The conversation which stopped me dead in my tracks was when I heard they had decided neither wanted to be too successful in careers because ‘Mom works so hard’. Well, I thought, of course one works hard; is there some other way? One puts aside things one wants to do, I called it delayed gratification syndrome, because one could do fun stuff later. Turned out I missed some things I wished I had done but you can’t redo life so I…missed….some things. I would wager you have, too.
Today I did not miss something invaluable. Sure, I am fully (sort of) retired but I still find it tough to fit in everything that I could do.
I saw the future this morning, in a park with smiles, frowns, and Canada geese. My heart is singing, and it’s not because I hear a Chuck Berry song on the radio.
We spent an absolutely perfect 90 minutes with the most charming lad and lass this morning. It was at a beautiful county park, outdoors in spectacular sunshine. Is there more?
I received presents from the most well behaved guy. Not only did I receive a personally selected acorn but also two sticks and a special whitish rock. He was incredibly polite when he received a leaf painting (which I have inside information he reveled at for the entire ride home as he could not seem to believe it was his). H informed me ‘Yes, my granpa is the biggest joker in the world’ (a truer statement cannot be found) and ‘I am a joker, too, but not like he is’. He had that unvarnished awe of a three and a half year old when he saw the Canada geese swimming our direction. He held my hand unflinchingly as would any date upon meeting some woman he didn’t really know but was willing to walk with.
The lassie took it all in with great suspicion, not quite sure who or why I was there, but never crying as she sat with me. She is a connoseusse of cheese, crackers, and yoghurt. She was her aunt through and through, assuring me of the passing from one generation to the next both the spirit and physical attributes. I imagine we have yet another incredible traveler and great spirit ahead.
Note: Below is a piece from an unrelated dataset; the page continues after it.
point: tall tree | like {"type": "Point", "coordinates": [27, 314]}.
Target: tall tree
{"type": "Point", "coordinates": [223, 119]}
The morning was worth every single moment, every smile, every step.
Take the time, make the effort, don’t let someone think you work too hard. It genuinely passes faster than the blink of an eye but it is the future. And a magnificent one, I believe, based on these two marvelous examples.
Thank you for reading Actions Create Consequences. I promised when I began that we would look at tribulations and gratitude. Few things can surpass the gratitude I feel today. I appreciate your time and I especially appreciate those of you who financially support this colum.
Have a superbamundo afternoon. Life is so good. Be well and be safe. FIN
Happy you are being rewarded with great times with children- nothing like it. I am grateful for every minute with my granddaughter and am looking forward to the birth of a grandson soon.
Thoughtful, relevant to my experience, and I empathize with you. I hope those who need to read and understand this will.